We are surrounded by crops and standing corn right now. which doesnt help I know.

A creek through the neighbors property and we have a small pond on ours but the deer believe it or not do not use the pond at all. Never seen a deer track around the edge of it ever. Our property was logged about 15yrs ago and is littered with tree tops and heavy growth of bushes. The main corridor for deer appears to be the old railroad tracks and You got me thinking now so I am going to go put up a trail camera along the old railroad tracks as this is the corridor the deer are using. But its so dang thick Im not sure how I can even hunt it. and generally they will walk down the neighbors field edge instead of though the thick dense railroad property. I know once rut gets going good we will have bucks coming through no doubt. Spoke with the neighbor farmer and his son hunts there woods and he had 5 different shooter bucks on camera and I have only seen one of them on our cameras this year. So we have deer close. Rut will be the time to be out and waiting. So starting this tonight Im grabbing the horns and calls and going to see if I can catch one browsing.


----------



## supercanoe (Jun 12, 2006)

I did some research, it looks like those are other types of purple tops are all hybrids developed for either specific top or bulb traits. They are a lot more expensive to buy. I would stick with regular purple tops for $2.50-$3.00 a pound, they work just fine.


----------



## fastwater (Apr 1, 2014)

> I did some research, it looks like those are other types of purple tops are all hybrids developed for either specific top or bulb traits. They are a lot more expensive to buy. I would stick with regular purple tops for $2.50-$3.00 a pound, they work just fine.


Thanks for the info *supercanoe*. 
As I stated earlier, I think I will plant at least a portion(maybe an acre) of the 4acre plot in strictly turnips. Will probably take the other portion and plant it as I did before with clover and turnips. Have also considered planting a mix of clover and sugar beets as well. I know an area up in the U.P. in Mich. that plants beets and they swear by them.



> We are surrounded by crops and standing corn right now. which doesnt help I know.

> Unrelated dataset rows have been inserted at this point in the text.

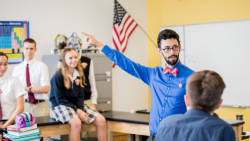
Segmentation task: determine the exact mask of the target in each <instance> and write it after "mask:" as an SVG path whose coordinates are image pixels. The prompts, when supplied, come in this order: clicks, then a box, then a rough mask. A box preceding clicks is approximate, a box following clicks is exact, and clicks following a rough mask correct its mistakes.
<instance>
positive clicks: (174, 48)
mask: <svg viewBox="0 0 250 141" xmlns="http://www.w3.org/2000/svg"><path fill="white" fill-rule="evenodd" d="M161 49H162V50H163V51H164V52H165V53H169V52H170V51H171V49H173V51H179V49H180V46H173V47H172V48H170V47H166V48H164V49H163V48H161Z"/></svg>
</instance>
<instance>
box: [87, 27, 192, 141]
mask: <svg viewBox="0 0 250 141" xmlns="http://www.w3.org/2000/svg"><path fill="white" fill-rule="evenodd" d="M83 34H84V35H86V36H87V40H86V42H85V43H86V44H89V45H95V46H98V47H100V48H101V49H102V52H103V53H104V54H105V55H106V56H107V57H108V58H109V59H110V60H112V61H113V62H114V63H115V64H116V65H118V66H119V67H120V68H121V69H123V70H124V71H126V72H127V73H129V74H131V75H133V76H135V77H137V78H139V79H141V80H142V81H143V82H144V83H146V84H147V85H149V86H150V92H151V110H150V120H149V130H150V133H151V135H150V137H149V139H148V140H149V141H150V140H154V137H155V135H156V134H157V127H158V125H159V123H160V122H161V121H162V119H164V118H165V117H167V116H170V115H174V114H184V113H185V112H186V106H185V102H184V95H185V94H186V90H185V87H186V80H187V78H188V77H189V76H190V75H191V74H193V73H194V71H192V70H191V69H189V68H188V67H186V66H185V65H183V64H182V63H181V61H180V60H179V53H180V51H181V44H180V40H179V35H178V34H177V33H176V32H175V31H173V30H170V29H166V30H163V31H161V32H160V33H159V35H158V38H157V43H158V49H157V52H158V53H159V55H161V56H162V57H164V59H165V62H166V66H165V67H155V68H150V67H145V66H142V65H140V64H137V63H135V62H133V61H131V60H130V59H128V58H126V57H125V56H124V55H123V54H122V53H120V52H119V51H117V50H114V49H111V48H109V47H108V46H107V45H103V44H102V43H100V42H99V41H97V40H96V39H95V38H94V37H93V36H92V35H89V34H87V33H83Z"/></svg>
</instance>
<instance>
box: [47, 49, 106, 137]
mask: <svg viewBox="0 0 250 141" xmlns="http://www.w3.org/2000/svg"><path fill="white" fill-rule="evenodd" d="M84 79H85V77H84V74H83V70H82V67H81V63H80V60H79V58H78V54H77V52H76V50H75V49H73V48H66V49H64V51H63V53H62V60H61V66H60V69H59V70H58V71H57V72H56V73H55V74H54V76H53V78H52V79H51V93H50V98H49V100H50V101H51V103H52V108H51V110H50V117H51V118H54V119H55V120H57V121H61V122H62V123H65V122H67V123H68V124H69V125H70V126H71V132H70V141H80V132H81V124H82V123H81V121H83V122H85V123H92V122H93V124H94V125H95V126H96V127H97V138H98V141H107V129H106V120H105V118H104V117H103V116H102V115H101V114H99V113H98V112H97V111H96V110H95V109H94V108H92V107H91V106H89V105H86V104H83V101H84V86H83V84H84ZM59 130H60V129H59Z"/></svg>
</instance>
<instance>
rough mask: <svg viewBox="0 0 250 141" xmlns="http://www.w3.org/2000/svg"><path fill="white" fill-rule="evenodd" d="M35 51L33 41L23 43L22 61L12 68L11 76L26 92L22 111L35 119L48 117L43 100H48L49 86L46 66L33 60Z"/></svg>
mask: <svg viewBox="0 0 250 141" xmlns="http://www.w3.org/2000/svg"><path fill="white" fill-rule="evenodd" d="M36 50H37V49H36V42H35V41H34V40H33V39H31V38H27V39H25V40H24V41H23V47H22V51H23V54H24V61H23V62H22V63H20V64H19V65H17V66H16V67H15V68H14V70H13V73H12V76H14V77H18V78H19V80H20V81H21V82H22V84H23V87H24V89H25V90H26V95H25V96H24V99H25V100H24V101H25V103H24V111H25V112H30V113H32V114H33V115H34V116H36V117H38V116H48V115H49V108H48V106H47V104H46V103H45V100H48V95H47V93H48V91H49V86H50V80H49V70H48V67H47V65H46V64H44V63H43V62H41V61H38V60H36V59H35V58H34V54H35V52H36Z"/></svg>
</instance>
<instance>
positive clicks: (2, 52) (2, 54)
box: [0, 52, 8, 60]
mask: <svg viewBox="0 0 250 141" xmlns="http://www.w3.org/2000/svg"><path fill="white" fill-rule="evenodd" d="M0 56H5V57H6V58H7V60H8V56H7V55H6V54H5V53H3V52H0Z"/></svg>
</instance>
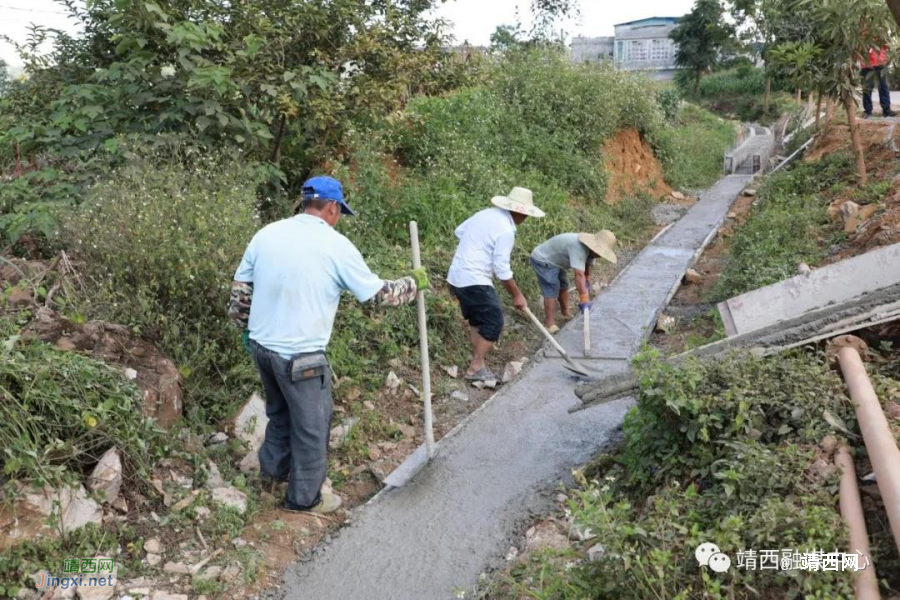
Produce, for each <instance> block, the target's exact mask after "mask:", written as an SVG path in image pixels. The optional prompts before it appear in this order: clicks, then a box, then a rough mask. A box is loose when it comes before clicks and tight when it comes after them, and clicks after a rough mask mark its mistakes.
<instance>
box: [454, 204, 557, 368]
mask: <svg viewBox="0 0 900 600" xmlns="http://www.w3.org/2000/svg"><path fill="white" fill-rule="evenodd" d="M491 203H492V204H493V205H494V206H496V207H497V208H488V209H485V210H483V211H481V212H479V213H476V214H475V215H473V216H472V217H470V218H469V219H468V220H467V221H466V222H465V223H463V224H462V225H460V226H459V227H457V228H456V237H457V238H459V246H458V247H457V248H456V255H454V257H453V263H452V264H451V265H450V272H449V273H448V274H447V283H449V284H450V290H451V291H452V292H453V295H454V296H456V299H457V300H459V305H460V308H461V309H462V314H463V317H464V318H465V319H466V321H468V323H469V328H470V329H469V338H470V340H471V342H472V360H471V361H470V362H469V369H468V370H467V371H466V379H468V380H469V381H488V380H491V379H494V380H496V379H497V376H496V375H494V374H493V373H492V372H491V371H490V369H488V368H487V365H486V364H485V362H484V359H485V357H486V356H487V353H488V352H490V350H491V348H493V347H494V344H495V343H496V342H497V340H499V339H500V333H501V332H502V331H503V311H502V310H501V308H500V299H499V298H498V297H497V291H496V290H495V289H494V277H497V279H499V280H500V282H501V283H503V287H505V288H506V290H507V291H508V292H509V293H510V294H511V295H512V297H513V306H515V307H516V308H517V309H519V310H522V309H523V308H525V307H526V306H528V301H527V300H525V296H523V295H522V292H520V291H519V286H517V285H516V282H515V280H514V279H513V273H512V269H511V268H510V264H509V263H510V256H511V254H512V249H513V245H514V244H515V241H516V225H519V224H521V223H522V222H523V221H525V219H527V218H528V217H536V218H541V217H543V216H544V212H543V211H542V210H540V209H539V208H537V207H536V206H535V205H534V200H533V198H532V193H531V190H526V189H525V188H520V187H517V188H513V190H512V191H511V192H510V193H509V196H495V197H494V198H493V199H492V200H491Z"/></svg>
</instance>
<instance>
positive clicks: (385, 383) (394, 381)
mask: <svg viewBox="0 0 900 600" xmlns="http://www.w3.org/2000/svg"><path fill="white" fill-rule="evenodd" d="M401 383H403V382H402V381H400V378H399V377H397V374H396V373H394V372H393V371H391V372H390V373H388V376H387V379H385V382H384V385H385V386H387V388H388V389H389V390H391V392H396V391H397V388H399V387H400V384H401Z"/></svg>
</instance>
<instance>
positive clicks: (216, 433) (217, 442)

Most likely the majority of your deer are hanging out in the standing corn. They will even bed in the corn at times. Wait till the farmers get the crops off and you should see a bit of a turn around. 
Again, with 15acres,being surrounded by cropland that has water closer to the cropland then your pond apparently is, I think I would concentrate on using the strategy of making that land the best bedding area I could rather then planting food plots. Your just not going to be able to compete with the massive existing food sources provided by the existing farmers. 
Don't know the layout of your land but a thought for your pond area would be to plant switch grass or something that provides heavy cover around the pond and run/funnel(deer love funnels) that cover to where the existing heavy cover is on the property. This will give the deer that are bedding on your property a closer more secure path to water during the time they are bedded. 
I would also look at the surrounding farm lands and create funnels of heavy cover from those fields to your existing heavy cover.
Soon as winter is here full blown and all the foliage is down, after deer season I'd look close at the existing really thick stuff and inspect it for existing deer runs and try to figure out if the area is being used for bedding. 

Whatever you do, I wouldn't do it this year as it's too late in the season.


----------